Without thinking too hard about the effects of astronomical aberration (the error in apparent position due to the finite speed of light), it would actually be a double transit. The Moon would transit the Earth while the Earth was transiting the Sun.
That sounds pretty nice!

I wonder if it would be harder or easier to capture for an astronomer on Uranus than it is for us to capture a transit of Mercury or Venus. I don't know what special equipment is used for such Solar photography. I'd guess the disks of the Sun. Earth and Moon viewed from Uranus are all smaller, compared to the angular sizes of the disks of the Sun and Venus viewed from Earth. The glare of the Sun at Uranus is much less than it is here, but I don't know how much of that matters. I doubt that any deep space probe ever tried to capture a transit of Earth & Moon over the Sun from the outer solar system. It would be cool, but pretty bogus for a deep space mission, which costs a lot of money and goes for specific purposes. Of course they do occasionally take a snapshot looking back. Some of those snapshots (Cassini and Voyager) have made a huge impact on our species' collective self-image, I think.
Transits of any of the inner planets across the Sun would be readily detectable from Uranus with modest telescopic and imaging equipment.

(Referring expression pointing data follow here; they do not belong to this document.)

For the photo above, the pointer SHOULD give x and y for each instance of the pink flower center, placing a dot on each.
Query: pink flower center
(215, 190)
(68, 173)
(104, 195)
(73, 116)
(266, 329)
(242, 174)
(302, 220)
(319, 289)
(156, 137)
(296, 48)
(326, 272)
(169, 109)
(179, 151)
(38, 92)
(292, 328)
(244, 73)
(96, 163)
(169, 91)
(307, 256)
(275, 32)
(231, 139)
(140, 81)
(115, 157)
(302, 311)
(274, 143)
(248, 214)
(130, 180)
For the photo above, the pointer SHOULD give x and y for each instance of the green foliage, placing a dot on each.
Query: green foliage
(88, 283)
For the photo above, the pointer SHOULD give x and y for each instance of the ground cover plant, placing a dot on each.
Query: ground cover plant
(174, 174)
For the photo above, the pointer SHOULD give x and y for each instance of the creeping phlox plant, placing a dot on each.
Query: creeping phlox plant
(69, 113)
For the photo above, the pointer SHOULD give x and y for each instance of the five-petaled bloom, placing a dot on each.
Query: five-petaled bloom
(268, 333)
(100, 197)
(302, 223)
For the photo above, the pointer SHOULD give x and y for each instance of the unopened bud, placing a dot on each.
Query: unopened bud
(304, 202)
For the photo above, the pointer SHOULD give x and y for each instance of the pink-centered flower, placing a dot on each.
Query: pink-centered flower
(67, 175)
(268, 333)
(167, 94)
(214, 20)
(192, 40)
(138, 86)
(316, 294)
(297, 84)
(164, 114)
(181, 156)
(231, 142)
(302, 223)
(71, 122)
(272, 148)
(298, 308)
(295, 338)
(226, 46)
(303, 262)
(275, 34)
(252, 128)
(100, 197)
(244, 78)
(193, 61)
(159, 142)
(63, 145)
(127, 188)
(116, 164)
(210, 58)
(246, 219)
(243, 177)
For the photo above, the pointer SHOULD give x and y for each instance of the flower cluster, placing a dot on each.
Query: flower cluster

There would be no reason to design a space mission just to capture such a transit, but there are serendipitous opportunities. Earth transited the Sun from Mars in 1984, but there wasn't anything there that was able to capture that. There will be another such transit in 2084, which I imagine has a good chance of being recorded. Mercury was imaged transiting the Sun from Mars by the Curiosity rover in 2014.